The genome of S-PM2, a "photosynthetic" T4-type bacteriophage that infects marine Synechococcus strains
Mann, Nicholas H., Clokie, Martha R. J., Millard, Andrew D., Cook, A. (Annabel), Wilson, W. H. (William H.), Wheatley, P. J., Letarov, Andrey and Krish, H. M. (2005) The genome of S-PM2, a "photosynthetic" T4-type bacteriophage that infects marine Synechococcus strains. Journal of Bacteriology, Volume 187 (Number 9). pp. 3188-3200. ISSN 0021-9193Full text not available from this repository.
Official URL: http://dx.doi.org/10.1128/JB.187.9.3188-3200.2005
Bacteriophage S-PM2 infects several strains of the abundant and ecologically important marine cyanobacterium Synechococcus. A large lytic phage with an isometric icosahedral head, S-PM2 has a contractile tail and by this criterion is classified as a myovirus (1). The linear, circularly permuted, 196,280-bp double-stranded DNA genome of S-PM2 contains 37.8% G+C residues. It encodes 239 open reading frames (ORFs) and 25 tRNAs. Of these ORFs, 19 appear to encode proteins associated with the cell envelope, including a putative S-layer-associated protein. Twenty additional S-PM2 ORFs have homologues in the genomes of their cyanobacterial hosts.
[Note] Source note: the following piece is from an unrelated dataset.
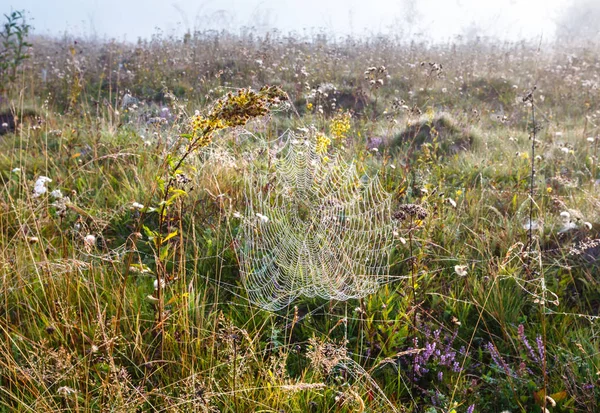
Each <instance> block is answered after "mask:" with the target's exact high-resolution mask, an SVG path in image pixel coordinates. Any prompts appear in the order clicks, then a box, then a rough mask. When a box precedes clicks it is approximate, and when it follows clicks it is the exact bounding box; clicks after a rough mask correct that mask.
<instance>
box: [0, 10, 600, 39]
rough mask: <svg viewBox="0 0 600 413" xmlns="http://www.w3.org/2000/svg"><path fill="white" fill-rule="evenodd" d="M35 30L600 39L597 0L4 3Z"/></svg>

There is a group I self-splicing intron within the gene encoding the D1 protein. A total of 40 ORFs, organized into discrete clusters, encode homologues of T4 proteins involved in virion morphogenesis, nucleotide metabolism, gene regulation, and DNA replication and repair. The S-PM2 genome encodes a few surprisingly large (e.g., 3,779 amino acids) ORFs of unknown function. Our analysis of the S-PM2 genome suggests that many of the unknown S-PM2 functions may be involved in the adaptation of the metabolism of the host cell to the requirements of phage infection. This hypothesis originates from the identification of multiple phage-mediated modifications of the host's photosynthetic apparatus that appear to be essential for maintaining energy production during the lytic cycle.